Limitations of this study include its recruitment strategy from a single‐institution study and an online social support forum that may reflect a selection bias with those with worse OD electing to participate in the study. There may be recall bias for participants with a longer duration from diagnosis and for survey questions that involved scoring the health status of before and during the COVID‐19 infection. The data were obtained from a self‐report questionnaire and may include inaccurate reporting. Although only patients with onset of OD at time of COVID‐19 infection were included in the study, the presence of pre‐existing medical problems are associated with OD, and unrecognized baseline olfactory loss may be a confounding factor. The 2 methods of recruitment also contributed to a potential sampling bias but were important for us to incorporate the range of impact of COVID‐19 on QOL. Our study assessed general health impact utilizing HUVs rather than olfactory‐specific QOL impact, as used in previous workd. Future studies with objective olfactory testing and heterogeneous populations may better characterize the contributors to lower health scores in those with COVID‐19–associated OD.
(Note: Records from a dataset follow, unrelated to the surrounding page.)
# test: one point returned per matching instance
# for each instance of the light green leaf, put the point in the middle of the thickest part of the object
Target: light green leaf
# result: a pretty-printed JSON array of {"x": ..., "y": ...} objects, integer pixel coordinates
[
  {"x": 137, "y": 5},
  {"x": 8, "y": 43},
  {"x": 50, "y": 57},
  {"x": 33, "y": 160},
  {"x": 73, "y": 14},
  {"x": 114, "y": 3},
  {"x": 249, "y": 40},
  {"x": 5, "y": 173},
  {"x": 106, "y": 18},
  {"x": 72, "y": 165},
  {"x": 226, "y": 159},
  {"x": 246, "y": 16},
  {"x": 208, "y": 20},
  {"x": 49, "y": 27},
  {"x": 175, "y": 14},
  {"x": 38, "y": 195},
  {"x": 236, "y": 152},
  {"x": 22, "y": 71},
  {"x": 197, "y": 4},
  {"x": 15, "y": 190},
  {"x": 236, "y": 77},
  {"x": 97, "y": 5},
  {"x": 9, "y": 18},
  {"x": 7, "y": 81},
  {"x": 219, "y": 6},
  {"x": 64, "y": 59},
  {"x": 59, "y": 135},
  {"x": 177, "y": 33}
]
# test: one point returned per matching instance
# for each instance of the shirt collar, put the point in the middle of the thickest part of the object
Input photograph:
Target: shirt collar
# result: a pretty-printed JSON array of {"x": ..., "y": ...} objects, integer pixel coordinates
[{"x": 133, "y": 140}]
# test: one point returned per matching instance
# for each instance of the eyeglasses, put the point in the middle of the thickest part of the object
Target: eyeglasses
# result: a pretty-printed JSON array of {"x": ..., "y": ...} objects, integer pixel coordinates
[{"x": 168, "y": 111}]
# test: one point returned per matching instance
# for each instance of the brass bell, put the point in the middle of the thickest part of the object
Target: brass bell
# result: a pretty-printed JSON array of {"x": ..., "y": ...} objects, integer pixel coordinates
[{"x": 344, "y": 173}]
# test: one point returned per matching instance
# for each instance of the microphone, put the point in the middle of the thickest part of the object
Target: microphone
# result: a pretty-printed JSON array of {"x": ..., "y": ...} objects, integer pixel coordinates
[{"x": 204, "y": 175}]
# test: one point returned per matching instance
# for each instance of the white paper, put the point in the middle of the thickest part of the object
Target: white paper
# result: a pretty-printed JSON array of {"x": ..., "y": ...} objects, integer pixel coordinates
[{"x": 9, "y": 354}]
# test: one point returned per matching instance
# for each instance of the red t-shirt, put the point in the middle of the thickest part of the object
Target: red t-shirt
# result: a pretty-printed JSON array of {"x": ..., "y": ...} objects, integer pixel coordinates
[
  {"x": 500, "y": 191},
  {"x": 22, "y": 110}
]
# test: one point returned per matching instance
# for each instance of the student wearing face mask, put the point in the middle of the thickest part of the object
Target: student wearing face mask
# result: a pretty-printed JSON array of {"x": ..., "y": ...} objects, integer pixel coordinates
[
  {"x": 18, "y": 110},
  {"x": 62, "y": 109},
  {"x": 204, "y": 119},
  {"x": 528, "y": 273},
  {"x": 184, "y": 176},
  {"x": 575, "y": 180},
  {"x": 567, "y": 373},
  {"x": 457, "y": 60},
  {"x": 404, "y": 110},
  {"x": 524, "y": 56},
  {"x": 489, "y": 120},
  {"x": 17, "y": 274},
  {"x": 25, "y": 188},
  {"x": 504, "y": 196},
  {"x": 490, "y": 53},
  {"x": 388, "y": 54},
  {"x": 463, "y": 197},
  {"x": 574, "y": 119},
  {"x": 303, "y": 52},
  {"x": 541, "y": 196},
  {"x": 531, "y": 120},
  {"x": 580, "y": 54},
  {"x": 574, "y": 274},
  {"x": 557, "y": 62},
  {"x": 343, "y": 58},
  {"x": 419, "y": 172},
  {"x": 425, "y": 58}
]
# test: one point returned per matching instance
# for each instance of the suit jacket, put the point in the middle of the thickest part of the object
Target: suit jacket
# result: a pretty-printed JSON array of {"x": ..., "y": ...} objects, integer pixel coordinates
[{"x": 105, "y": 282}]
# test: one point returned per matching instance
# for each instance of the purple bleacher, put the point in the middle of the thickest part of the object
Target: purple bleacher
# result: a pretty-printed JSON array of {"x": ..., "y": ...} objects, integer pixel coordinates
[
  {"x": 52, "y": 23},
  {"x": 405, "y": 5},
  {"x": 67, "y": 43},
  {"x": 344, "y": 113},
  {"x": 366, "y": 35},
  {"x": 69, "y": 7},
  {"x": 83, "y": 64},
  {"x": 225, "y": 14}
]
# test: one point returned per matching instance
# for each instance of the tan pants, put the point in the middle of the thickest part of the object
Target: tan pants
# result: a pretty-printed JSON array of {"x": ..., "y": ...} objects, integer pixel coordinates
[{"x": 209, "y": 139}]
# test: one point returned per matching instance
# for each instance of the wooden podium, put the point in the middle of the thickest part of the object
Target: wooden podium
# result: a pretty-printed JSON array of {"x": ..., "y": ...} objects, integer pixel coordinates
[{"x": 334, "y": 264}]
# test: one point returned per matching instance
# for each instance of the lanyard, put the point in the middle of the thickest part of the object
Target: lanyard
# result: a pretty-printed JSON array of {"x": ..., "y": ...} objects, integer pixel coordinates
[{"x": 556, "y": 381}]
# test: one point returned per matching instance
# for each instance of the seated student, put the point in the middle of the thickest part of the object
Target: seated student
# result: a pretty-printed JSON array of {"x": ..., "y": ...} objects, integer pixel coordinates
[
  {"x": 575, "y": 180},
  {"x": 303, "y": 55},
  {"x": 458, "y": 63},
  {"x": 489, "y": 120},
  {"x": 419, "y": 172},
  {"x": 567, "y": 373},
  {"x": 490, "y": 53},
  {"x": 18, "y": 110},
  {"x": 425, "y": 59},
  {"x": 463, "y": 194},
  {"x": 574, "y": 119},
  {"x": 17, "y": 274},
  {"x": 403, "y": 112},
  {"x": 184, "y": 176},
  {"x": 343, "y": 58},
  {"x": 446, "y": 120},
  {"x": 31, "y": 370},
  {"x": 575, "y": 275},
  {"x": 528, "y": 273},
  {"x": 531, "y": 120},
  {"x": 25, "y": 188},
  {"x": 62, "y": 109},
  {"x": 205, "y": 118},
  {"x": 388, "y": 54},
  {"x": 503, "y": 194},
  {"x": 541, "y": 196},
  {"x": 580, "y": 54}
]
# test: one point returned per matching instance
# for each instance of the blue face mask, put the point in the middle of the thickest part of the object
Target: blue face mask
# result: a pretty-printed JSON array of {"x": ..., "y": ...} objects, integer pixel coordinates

In conclusion, individuals with persistent COVID‐19 OD report worse health compared with age‐matched general population norms. Although approximately three quarters of those with persistent OD related to COVID‐19 report parosmia, only a quarter seek medical care for their OD. We identified a higher prevalence of parosmia in those with a history of anxiety and depression. Future studies evaluating the health impact of COVID‐19 persistent OD and parosmia and its pathophysiology are essential to promote attention and treatment for this patient population.

POTENTIAL CONFLICT OF INTEREST

A.S.D.: consultant for Stryker Endoscopy, speaker's fees for GSK.